Most testing for conversational AI happens in safe conditions. Scripted inputs, mock calls, predetermined paths. The problem is that the failures that matter most in a healthcare phone agent do not live on the happy path. They live in the messy middle, where a patient interrupts, mishears, gets angry, or describes a symptom that should trigger an emergency response.
So instead of scripting the test, I built a bot that behaves like a real patient and calls the agent over an actual phone line.
The idea
The goal was to find bugs in a healthcare AI phone receptionist through live, multi-turn conversation rather than canned scripts. A scripted tester walks a fixed route and never trips over the edge cases. A bot that improvises the way a real, sometimes confused caller does will surface the things that genuinely worry healthcare engineers.
That meant the test bot needed to do four things well: place a real call, understand speech in real time, decide what a patient would plausibly say next, and say it back naturally over the line.
How it works
The system runs as a FastAPI server that places live PSTN calls and opens a two-way audio stream for each one. From there, the pipeline is:
- Incoming audio from the agent is transcribed in real time.
- Instead of reacting to every fragment, the bot buffers finalized speech and waits for a clear end-of-turn signal before responding. This single decision removed most of the “talking over each other” failures.
- A language model acts as the patient brain, generating the next reply based on the persona and the conversation so far.
- That reply is converted to speech and downsampled to match the phone line.
Every call is recorded and transcribed end to end. A full turn takes roughly one and a half to two and a half seconds, which is close enough to human pacing that the agent treats it like a real caller.
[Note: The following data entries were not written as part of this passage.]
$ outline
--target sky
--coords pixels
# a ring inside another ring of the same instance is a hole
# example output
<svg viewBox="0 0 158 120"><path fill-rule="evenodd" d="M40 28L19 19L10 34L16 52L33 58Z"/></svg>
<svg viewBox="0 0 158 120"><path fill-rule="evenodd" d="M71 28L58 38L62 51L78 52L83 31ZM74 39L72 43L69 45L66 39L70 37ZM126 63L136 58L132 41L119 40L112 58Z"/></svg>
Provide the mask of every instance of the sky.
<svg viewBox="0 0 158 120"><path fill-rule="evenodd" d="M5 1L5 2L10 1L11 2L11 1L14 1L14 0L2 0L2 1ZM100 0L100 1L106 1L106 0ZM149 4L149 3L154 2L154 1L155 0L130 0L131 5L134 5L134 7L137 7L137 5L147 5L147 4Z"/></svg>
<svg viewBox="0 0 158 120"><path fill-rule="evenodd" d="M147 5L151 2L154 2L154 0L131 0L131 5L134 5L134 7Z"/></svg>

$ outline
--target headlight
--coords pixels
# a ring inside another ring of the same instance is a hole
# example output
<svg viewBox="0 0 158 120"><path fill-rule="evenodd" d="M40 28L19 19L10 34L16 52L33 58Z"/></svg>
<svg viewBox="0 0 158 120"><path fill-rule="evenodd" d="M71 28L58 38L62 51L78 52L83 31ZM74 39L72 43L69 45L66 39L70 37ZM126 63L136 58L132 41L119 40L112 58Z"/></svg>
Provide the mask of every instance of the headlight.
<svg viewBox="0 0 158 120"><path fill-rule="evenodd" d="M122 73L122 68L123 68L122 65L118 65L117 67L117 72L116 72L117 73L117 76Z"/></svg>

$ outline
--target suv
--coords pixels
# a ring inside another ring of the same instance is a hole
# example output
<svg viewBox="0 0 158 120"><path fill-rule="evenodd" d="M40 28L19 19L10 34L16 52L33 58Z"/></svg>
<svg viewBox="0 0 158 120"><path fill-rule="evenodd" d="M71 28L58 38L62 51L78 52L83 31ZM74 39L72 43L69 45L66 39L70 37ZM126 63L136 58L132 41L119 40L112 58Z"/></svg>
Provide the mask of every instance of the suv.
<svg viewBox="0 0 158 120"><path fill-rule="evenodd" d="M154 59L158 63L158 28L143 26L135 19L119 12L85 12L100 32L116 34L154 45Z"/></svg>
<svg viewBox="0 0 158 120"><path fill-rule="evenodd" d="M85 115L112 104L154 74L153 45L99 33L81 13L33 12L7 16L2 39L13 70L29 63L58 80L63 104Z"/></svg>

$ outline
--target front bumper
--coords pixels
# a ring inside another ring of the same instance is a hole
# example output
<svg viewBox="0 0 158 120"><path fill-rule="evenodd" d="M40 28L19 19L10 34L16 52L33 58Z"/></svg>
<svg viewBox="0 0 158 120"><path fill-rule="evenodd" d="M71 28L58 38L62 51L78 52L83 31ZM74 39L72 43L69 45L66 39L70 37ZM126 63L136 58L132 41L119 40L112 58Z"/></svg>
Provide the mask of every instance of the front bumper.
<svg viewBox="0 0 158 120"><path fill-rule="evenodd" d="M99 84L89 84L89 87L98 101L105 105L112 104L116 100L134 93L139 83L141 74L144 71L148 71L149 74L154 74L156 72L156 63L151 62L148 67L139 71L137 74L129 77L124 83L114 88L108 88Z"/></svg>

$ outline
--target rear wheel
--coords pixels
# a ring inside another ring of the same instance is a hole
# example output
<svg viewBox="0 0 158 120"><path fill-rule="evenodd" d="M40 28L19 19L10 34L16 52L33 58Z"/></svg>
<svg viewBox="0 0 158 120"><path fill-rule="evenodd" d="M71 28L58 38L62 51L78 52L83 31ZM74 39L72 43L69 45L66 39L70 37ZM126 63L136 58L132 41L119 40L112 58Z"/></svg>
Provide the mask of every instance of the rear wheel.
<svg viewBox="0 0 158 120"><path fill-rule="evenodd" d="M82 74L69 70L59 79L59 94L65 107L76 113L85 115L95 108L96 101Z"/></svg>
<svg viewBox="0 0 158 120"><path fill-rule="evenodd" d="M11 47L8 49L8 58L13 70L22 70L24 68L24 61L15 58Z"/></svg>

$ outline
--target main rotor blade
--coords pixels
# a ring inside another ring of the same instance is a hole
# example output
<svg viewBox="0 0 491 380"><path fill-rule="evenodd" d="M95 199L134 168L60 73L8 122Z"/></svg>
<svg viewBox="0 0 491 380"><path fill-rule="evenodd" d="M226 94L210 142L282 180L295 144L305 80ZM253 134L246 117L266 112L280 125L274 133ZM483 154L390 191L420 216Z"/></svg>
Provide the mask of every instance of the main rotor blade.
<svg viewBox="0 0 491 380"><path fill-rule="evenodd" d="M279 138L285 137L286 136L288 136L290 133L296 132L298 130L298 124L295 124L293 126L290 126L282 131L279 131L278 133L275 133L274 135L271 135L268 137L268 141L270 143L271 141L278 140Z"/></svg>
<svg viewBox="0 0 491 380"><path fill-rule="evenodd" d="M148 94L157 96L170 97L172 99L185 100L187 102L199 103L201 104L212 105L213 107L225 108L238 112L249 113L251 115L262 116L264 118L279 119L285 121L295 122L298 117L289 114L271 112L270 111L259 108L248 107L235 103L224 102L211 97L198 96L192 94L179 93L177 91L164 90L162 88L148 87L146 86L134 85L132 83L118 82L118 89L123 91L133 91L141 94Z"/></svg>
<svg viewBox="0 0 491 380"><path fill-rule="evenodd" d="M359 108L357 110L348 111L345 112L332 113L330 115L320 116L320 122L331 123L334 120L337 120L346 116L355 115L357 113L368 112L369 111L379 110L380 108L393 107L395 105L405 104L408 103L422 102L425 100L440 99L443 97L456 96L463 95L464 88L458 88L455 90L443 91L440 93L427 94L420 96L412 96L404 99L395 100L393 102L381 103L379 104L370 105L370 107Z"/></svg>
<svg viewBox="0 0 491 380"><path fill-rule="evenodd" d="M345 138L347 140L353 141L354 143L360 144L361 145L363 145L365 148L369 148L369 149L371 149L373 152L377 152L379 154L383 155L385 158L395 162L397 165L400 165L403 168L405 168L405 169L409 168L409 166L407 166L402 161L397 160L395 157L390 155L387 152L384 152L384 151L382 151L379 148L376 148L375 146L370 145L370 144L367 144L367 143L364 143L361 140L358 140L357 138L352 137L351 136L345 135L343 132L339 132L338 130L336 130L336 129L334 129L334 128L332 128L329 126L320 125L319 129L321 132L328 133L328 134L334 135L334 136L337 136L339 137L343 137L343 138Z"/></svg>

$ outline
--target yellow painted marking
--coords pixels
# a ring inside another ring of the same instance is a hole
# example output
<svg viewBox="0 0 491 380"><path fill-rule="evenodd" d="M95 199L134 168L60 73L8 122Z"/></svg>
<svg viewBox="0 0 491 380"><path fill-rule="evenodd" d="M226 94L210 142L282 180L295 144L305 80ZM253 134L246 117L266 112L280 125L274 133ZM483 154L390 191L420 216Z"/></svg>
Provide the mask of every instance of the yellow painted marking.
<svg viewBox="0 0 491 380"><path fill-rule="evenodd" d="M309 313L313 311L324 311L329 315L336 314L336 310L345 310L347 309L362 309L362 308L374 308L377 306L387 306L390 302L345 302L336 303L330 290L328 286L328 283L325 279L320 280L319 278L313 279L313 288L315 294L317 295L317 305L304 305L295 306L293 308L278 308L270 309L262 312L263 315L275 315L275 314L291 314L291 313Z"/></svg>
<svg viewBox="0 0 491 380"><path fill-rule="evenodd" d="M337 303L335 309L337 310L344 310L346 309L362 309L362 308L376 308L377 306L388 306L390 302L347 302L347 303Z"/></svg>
The end-to-end loop: place the call, transcribe, wait for end-of-turn, generate the patient’s reply, speak it back.
Twelve personas, one purpose
The bot runs twelve patient personas defined in simple configuration files. Some are routine: scheduling a checkup, requesting a medication refill, asking about office hours. Others are deliberately adversarial: an angry caller demanding a manager, an elderly patient with unclear speech, and a cardiac emergency.
The adversarial set is where the value is. Routine calls confirm the agent works. Edge cases reveal where it does not.

Twelve personas defined in config files. The adversarial ones on the right are where the real bugs live.
The part I am most proud of
Finding bugs by hand does not scale. So the bot does not stop at recordings.
A separate analysis layer reads each transcript and produces a structured, severity-tagged report. It flags the failure, classifies it, and cites the exact line in the transcript where it happened. The output is machine-readable, which means it could run inside a continuous integration pipeline rather than waiting on a human to skim logs.
On top of that sits a small set of automated checks. One scans across calls for data that appears where it should not. Another asserts that an emergency scenario must produce safe guidance within a fixed number of turns, and writes a pass or fail result. These are not summaries. They are test oracles with verdicts.

The analysis layer emits structured, severity-tagged findings with transcript line citations, ready to drop into CI.
What it surfaced
Across twenty recorded calls, the bot found a spread of issues ranked by severity. Without naming specifics, the categories are the ones that should concern anyone building in this space: safety-critical guidance that gets cut off before it finishes, identity verification that can be quietly bypassed, and information surfacing in the wrong context.
None of these appear if you only test the happy path. All of them appear when something talks back like a real patient.
The total compute cost for the full run was under three dollars.
The lesson
For a voice product, conversation quality is not a feature you bolt on at the end. It is the constraint that shapes every layer beneath it. The speech model, the audio buffering, the turn-taking logic. Get that wrong and nothing above it gets a chance to matter, because the caller hangs up first.
Voice AI is shipping quickly. The tooling that tests it has to keep pace, and right now that tooling is the gap worth building into.